I know that when the public hears that their ISP is engaging in data mining that they assume this means that the ISP is reading their emails and monitoring their website viewing. And ISPs do have the ability to do those things although I don’t know any who spy on their customers in that way.
I can certainly understand why data mining scares the average consumer. Supermarkets get you to sign up for their loyalty programs so that they know everything you buy from them. And I know I get a spooky feeling when I express an interest about some product in one place on the Internet and then see ads for that product pop up on Facebook or my Google search.
But data mining is a valuable tool and every ISP should be using it – just not in the same way that the supermarkets and Facebook do it. In fact, we probably need to come up with a better terminology for doing the things I am suggesting below.
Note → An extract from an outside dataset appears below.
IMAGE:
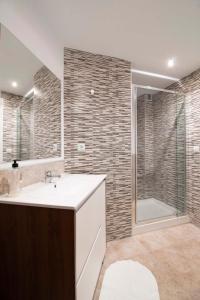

There are a number of tools around that let you look at data about customer usage and these tools allow an ISP to do the following:
- Spambots. There is a wide array of spambots and other malware on the web that can infect customers’ computers. The worst of these, from a network perspective are spambots, which take over your customer’s computers and use it to send out spam. Most ISPs monitor email usage from their own domain and can spot when one of their users has been taken over by a spambot. But most customers these days do not use the email names and domains assigned by their ISP. Instead they web email addresses such as gmail or even the older AOL. And some spambots create new email addresses that the customer doesn’t even know about. And so data mining can be used to look for customers with unusual upload traffic. No customer is going to be offended if you ask them if they are uploading traffic 24 hours per day if in the process you help eliminate Trojan horses and spambots from their computer.
- Web servers. Most ISPs do not want a customer to be using a residential ISP account to run a commercial web server. A web server is a device that is being used to run a website or service that drives a large amount of download traffic. Such a website might be used for e-commerce for example. But far too often web servers are used to run porn sites. ISPs are not against web servers, but they do expect people who operate them to buy the proper business level service. A web server can be full 24-hours per day, and that is generally not the level of service that is intended for a shared residential product. Data mining can be used to identify web servers and the customer can be directed to a more appropriate (and appropriately priced) service.
- Data Caps. Most ISPs have set some cap on the amount of usage that a customer can download in a month. And these caps do not have to be small. I have one client that has a 2 terabyte cap each month for residential downloads. But there is no sense in having a data cap if you can’t actually measure how much bandwidth each customer is using. Data mining tools are the way to measure customers’ usage.
- File sharing. Most ISPs have terms of service that prohibit customers from sharing copyrighted materials with others. But realistically an ISP is not going to know what customers are sharing with each other unless you get a complaint from a copyright holder. But many ISPs still like to get a handle on file-sharing because such traffic can eat up a lot of system bandwidth. Data mining can help you identify customers who are probably involved in one of the common file sharing programs. An awful lot of file sharing is done by teenagers. I have clients who send out friendly reminders to customers who they think are file sharing that say something like: “We notice by your internet usage that you are probably running a file sharing program. We would just like to remind you that it is illegal to share copyrighted material and that there have been cases where copyright owners have gotten significant settlements by suing people who were sharing their property.” Such notices cut down on a lot of file sharing traffic as parent pressure kids into doing the right thing.
So you should be data mining. But perhaps the things I have described could all better be classified as network management, a term that would not dismay your customers.